Very seriously. Political orientation in Lebanon depends on the de facto religion. It is said that by name and accent can be estimated from what is one of the region, what is religion and who to elect. The entire Lebanon is very politicized, people constantly discuss politics and there is a feeling unstable voltage. And do not avoid unrest or students. In 2008 in May there was fighting in Lebanon between the opposition and government forces, and my classmate of hooded fighters knew the voice of man, who seen the college. I was quite lucky that the year I spent there, the situation was quite calm. But just when I left, and riots broke out firefight, the army was called in and around our campus, armored personnel carriers raced to remember those vividly.

** He found you when life is threatened? **

Then no, but once I almost fell into the clutches Hisbaláhu, an organization on the official U.S. list of terrorist organizations. And thanks to silly photo I took during the parliamentary elections. At the same time the picture was not anything interesting, just as a member Hisbaláhu check off voters, just at the table, someone writes something. Just me and wanted obestoupili guys, whether I delete a photo. But I did not difitální camera and I certainly did not want to lose all my previous photos. There was a struggle for the camera, two guys grabbed me by the shoulders and pulled away. At that moment I said it badly. But luckily they had a superior command, that took me to the police and then released me. But I am convinced that Western Hisbaláh kill civilians.
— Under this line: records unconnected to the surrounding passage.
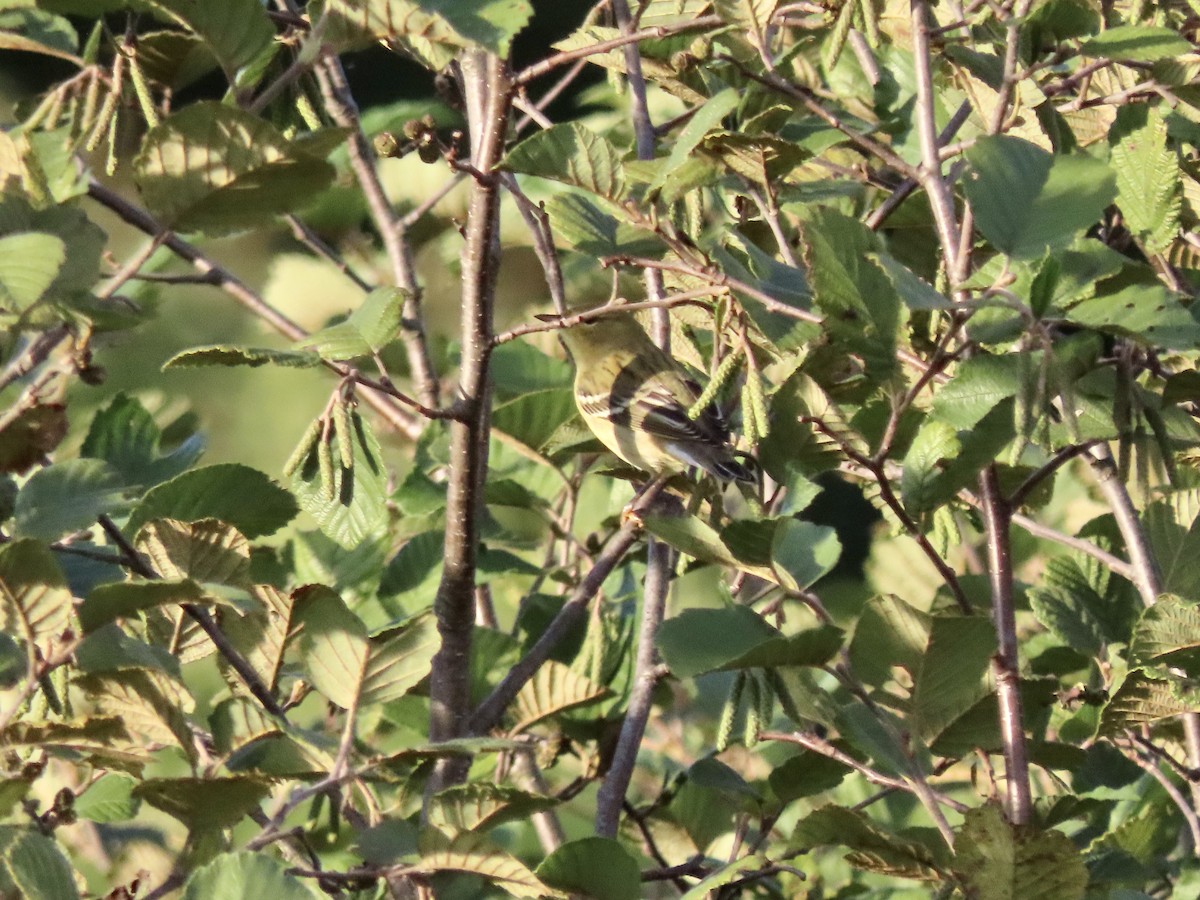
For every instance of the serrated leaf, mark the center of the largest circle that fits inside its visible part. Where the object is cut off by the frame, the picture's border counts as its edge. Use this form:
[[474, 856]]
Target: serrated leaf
[[1143, 700], [108, 603], [216, 168], [573, 155], [534, 418], [471, 852], [235, 30], [103, 737], [553, 689], [262, 636], [400, 659], [802, 553], [334, 645], [1149, 183], [35, 600], [204, 551], [232, 355], [889, 633], [39, 868], [150, 705], [953, 675], [699, 641], [108, 799], [30, 436], [205, 803], [922, 484], [126, 437], [997, 861], [29, 264], [1149, 313], [246, 875], [1143, 43], [1025, 199], [589, 229], [355, 511], [481, 805], [66, 497], [1168, 635], [367, 330], [598, 868], [873, 846], [977, 387], [703, 120], [238, 495]]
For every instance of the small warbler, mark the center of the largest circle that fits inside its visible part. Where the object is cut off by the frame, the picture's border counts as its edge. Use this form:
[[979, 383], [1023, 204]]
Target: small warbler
[[635, 399]]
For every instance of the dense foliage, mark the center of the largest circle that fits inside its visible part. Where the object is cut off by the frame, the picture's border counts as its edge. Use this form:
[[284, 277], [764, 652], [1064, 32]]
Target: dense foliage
[[940, 261]]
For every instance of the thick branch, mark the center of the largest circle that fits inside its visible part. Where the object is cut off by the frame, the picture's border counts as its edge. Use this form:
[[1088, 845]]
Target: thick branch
[[486, 90]]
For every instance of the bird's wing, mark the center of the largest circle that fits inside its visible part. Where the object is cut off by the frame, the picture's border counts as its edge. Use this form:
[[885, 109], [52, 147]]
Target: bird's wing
[[649, 394]]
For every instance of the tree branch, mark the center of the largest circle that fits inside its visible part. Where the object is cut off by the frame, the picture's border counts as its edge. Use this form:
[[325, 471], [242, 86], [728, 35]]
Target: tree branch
[[487, 93]]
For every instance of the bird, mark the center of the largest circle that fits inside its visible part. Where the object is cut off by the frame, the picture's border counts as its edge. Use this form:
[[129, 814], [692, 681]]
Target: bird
[[635, 399]]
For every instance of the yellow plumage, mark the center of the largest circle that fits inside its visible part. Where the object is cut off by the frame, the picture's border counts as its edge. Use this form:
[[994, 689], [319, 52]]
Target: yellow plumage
[[635, 399]]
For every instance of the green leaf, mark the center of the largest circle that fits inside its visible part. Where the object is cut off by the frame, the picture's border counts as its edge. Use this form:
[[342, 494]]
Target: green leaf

** In Libanononu you were before the completion of undergraduate studies. Where would you like to entered the master's degree? **

I want to master's degree somewhere in the Arab world. It was the best year of my life. Thanks to their amazing culture, thanks to the incredible hospitality of the locals. With friends, I got there. I practiced my English and learned Arabic. I have experienced life on campus, which binds all learners. After that year I spent there, I knew so many people that if I stopped to everyone you know, all day I just plkal. Definitely next time I do not want to Europe, which is very homogenized. I would also lured dálnější East, but I know that one lifetime will befall only a limited number of things and I would like to have concentrated on the Middle East.

** Do you feel that you somehow changed the experience? **

When I returned after a year in the Czech Republic, I began to perceive it differently. If I was ever in any seeds of nationalism, so there certainly is not. I became more critical and less ideological. I find that I can stand and elsewhere, to find friends there and develop a relationship with the local culture. I examined that one can build their own unique identity, even outside their country. It is important to have a social network. And the one year horizon can be built anywhere. Never has a man gain friends, with whom he knows twenty years, but even so you can create a satisfying network of friends and acquaintances. But I believe that if there was one semester and not two, it would be a totally different experience.